You can tell the story of London's year in a single week. You know which one.
Saturday 2nd July: Live 8 Short term importance:****Long term importance:***** 20 years on, time for another Geldof-driven publicity bandwagon to engage in global hype on behalf of the world's poor, this time from a mega-stage in Hyde Park. I stood in Park Lane to watch the crowds queuing (and queueing) to gain admittance, no doubt waiting so long that they missed Sir Paul open the event and several subsequent acts too. I sat at home to watch the middle of the concert on TV, sickened by the gaping chasm so clearly visible behind the VIP enclosure and in front of the 'standard' audience. I stood drinking in a bar in Soho while Madonna strutted her stuff, one of the few highlights of an unexpectedly lacklustre line-up.
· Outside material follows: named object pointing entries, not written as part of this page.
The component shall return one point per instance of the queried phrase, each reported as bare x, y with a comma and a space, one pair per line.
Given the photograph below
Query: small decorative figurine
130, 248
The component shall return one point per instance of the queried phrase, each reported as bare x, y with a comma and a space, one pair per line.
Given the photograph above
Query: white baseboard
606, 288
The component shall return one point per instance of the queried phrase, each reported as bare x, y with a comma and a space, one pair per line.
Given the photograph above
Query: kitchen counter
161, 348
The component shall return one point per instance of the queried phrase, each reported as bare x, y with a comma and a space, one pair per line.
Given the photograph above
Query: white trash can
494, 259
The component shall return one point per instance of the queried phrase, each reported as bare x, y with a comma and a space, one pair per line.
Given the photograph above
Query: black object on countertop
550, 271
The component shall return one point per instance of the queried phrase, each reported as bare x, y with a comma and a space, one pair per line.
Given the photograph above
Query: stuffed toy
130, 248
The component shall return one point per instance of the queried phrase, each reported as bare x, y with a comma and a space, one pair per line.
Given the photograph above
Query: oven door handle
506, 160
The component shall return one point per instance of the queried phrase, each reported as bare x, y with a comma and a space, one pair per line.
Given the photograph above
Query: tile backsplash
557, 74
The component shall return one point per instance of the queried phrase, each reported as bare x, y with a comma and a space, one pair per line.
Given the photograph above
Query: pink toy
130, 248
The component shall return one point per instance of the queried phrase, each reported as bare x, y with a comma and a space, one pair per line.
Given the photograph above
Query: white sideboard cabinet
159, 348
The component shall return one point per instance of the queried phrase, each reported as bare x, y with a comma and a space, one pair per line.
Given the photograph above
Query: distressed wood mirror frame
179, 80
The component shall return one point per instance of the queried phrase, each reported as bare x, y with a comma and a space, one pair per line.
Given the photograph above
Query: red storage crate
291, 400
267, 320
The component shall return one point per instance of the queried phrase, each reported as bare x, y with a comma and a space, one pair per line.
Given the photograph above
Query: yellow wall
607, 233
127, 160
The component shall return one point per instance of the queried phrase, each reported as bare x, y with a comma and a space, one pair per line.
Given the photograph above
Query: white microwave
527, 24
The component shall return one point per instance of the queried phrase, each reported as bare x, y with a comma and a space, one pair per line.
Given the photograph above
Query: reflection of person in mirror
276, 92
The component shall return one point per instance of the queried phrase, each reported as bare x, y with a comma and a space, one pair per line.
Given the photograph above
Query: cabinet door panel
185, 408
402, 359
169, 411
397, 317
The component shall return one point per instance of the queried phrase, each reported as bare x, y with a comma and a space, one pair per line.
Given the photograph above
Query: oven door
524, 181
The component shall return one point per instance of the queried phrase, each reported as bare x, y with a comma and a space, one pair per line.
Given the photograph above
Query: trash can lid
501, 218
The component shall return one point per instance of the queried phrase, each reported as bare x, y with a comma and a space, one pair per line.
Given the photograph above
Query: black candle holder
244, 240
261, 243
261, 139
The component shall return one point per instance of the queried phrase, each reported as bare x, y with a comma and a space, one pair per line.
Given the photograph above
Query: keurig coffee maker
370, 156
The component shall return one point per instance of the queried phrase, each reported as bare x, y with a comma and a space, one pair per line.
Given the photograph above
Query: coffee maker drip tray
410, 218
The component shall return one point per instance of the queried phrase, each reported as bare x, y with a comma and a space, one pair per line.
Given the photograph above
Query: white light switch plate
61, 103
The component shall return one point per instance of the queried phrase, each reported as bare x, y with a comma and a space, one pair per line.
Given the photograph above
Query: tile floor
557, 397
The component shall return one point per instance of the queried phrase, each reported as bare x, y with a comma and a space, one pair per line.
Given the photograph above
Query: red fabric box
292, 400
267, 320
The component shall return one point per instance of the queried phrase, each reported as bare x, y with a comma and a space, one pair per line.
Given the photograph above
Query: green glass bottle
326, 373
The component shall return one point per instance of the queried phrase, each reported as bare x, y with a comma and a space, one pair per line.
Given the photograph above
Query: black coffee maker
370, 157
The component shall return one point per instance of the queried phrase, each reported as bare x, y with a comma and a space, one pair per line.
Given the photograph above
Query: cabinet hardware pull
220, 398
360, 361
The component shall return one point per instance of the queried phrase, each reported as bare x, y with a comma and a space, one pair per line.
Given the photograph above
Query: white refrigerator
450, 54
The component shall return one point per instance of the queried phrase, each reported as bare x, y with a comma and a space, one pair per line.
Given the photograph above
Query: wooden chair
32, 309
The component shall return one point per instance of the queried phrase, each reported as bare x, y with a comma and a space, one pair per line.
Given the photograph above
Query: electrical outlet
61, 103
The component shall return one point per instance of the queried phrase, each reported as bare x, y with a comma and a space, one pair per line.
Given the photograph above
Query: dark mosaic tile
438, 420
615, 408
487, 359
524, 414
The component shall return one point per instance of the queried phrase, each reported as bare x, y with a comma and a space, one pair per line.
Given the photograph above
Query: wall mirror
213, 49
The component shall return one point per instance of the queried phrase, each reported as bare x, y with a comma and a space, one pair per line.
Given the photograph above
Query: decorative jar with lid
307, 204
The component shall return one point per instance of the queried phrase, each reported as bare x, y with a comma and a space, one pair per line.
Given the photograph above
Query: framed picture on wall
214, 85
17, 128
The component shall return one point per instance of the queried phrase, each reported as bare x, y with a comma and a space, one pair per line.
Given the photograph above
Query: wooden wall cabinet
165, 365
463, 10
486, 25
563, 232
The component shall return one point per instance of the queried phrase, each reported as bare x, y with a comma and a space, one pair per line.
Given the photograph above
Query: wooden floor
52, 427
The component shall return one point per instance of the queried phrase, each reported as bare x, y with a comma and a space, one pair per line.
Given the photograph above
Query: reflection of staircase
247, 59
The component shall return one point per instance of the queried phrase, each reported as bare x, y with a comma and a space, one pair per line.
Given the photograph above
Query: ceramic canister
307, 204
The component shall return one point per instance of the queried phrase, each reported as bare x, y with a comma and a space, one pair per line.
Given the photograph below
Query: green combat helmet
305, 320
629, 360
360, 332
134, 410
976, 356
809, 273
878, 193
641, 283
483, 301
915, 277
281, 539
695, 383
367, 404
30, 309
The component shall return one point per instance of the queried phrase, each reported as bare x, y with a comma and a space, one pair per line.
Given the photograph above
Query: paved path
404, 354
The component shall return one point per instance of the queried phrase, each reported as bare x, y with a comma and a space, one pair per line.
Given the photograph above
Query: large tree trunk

And I fast forwarded through much of the remainder on video once I got home, pausing only to note how well Pink Floyd were reinventing themselves for a new generation. The event itself may have been somewhat underwhelming but its impact helped to encourage 8 old men to cancel the debts of 18 of the very poorest countries in the world a few days later, and that rocked.
Wednesday 6th July: Olympics 2012 Short term importance:**Long term importance:**** Thousands of us stood packed into Trafalgar Square on that damp grey lunchtime, all expecting the capital's protracted Olympic bid to end in a valiant but ultimately irrelevant second place. We waited patiently in front of the stage beneath Nelson's Column until, finally, IOC president Jacques Rogge attempted the world record for the slowest ever opening of an envelope. 200 miles apart, two capital cities stood in expectant silence. And then, as the wholly unexpected word 'London' dripped from his lips, the crowd around me erupted in jubilant celebration. People gasped, and cheered, and leapt, and hugged, and waved flags in the air, and generally grinned in elated disbelief as a shower of multi-coloured tickertape rained down from the sky. The five-ring circus was coming to town, and there was no better place in the world to be. Later that same afternoon I took a stroll around the riverside industrial estate which the 2012 Olympics will soon wipe from the map. The centre of the main stadium was much quieter than Trafalgar Square had been a few hours before, but in seven years' time the full glare of the world's media spotlight will shine down right here, just up from the Bow Flyover, in my manor. No doubt about it, East London will never be the same again. Flickr photoset: London's Olympic Zone 2012
Thursday 7th July: Bombings Short term importance:*****Long term importance:*** I travelled into work early on that fateful Thursday. My ticket was one of the million or so lucky ones. But for the unfortunate few, on the wrong bus or in the wrong place in the wrong carriage in the wrong train at the wrong time, this was to be the last journey they ever made. Hundreds more would be scarred for life by the experience, both physically and emotionally, and all because four misguided zealots had a posthumous political point to prove. Perhaps even scarier was the climate of fear that followed, complete with false-alarm copycat bombers and one single act of trigger-happy incompetence which instantly lost the Metropolitan Police all public support. But now, several months later, most Londoners are perfectly happy to travel again by tube without giving their potential dismemberment a second thought. I remain strangely comforted that, despite repeated warnings and the continued erosion of our civil liberties, no plot so abominable has played out in the capital since that bleak July morning. But let's hope that we Londoners don't have to play the lottery of death again, because we can't all be lucky all of the time.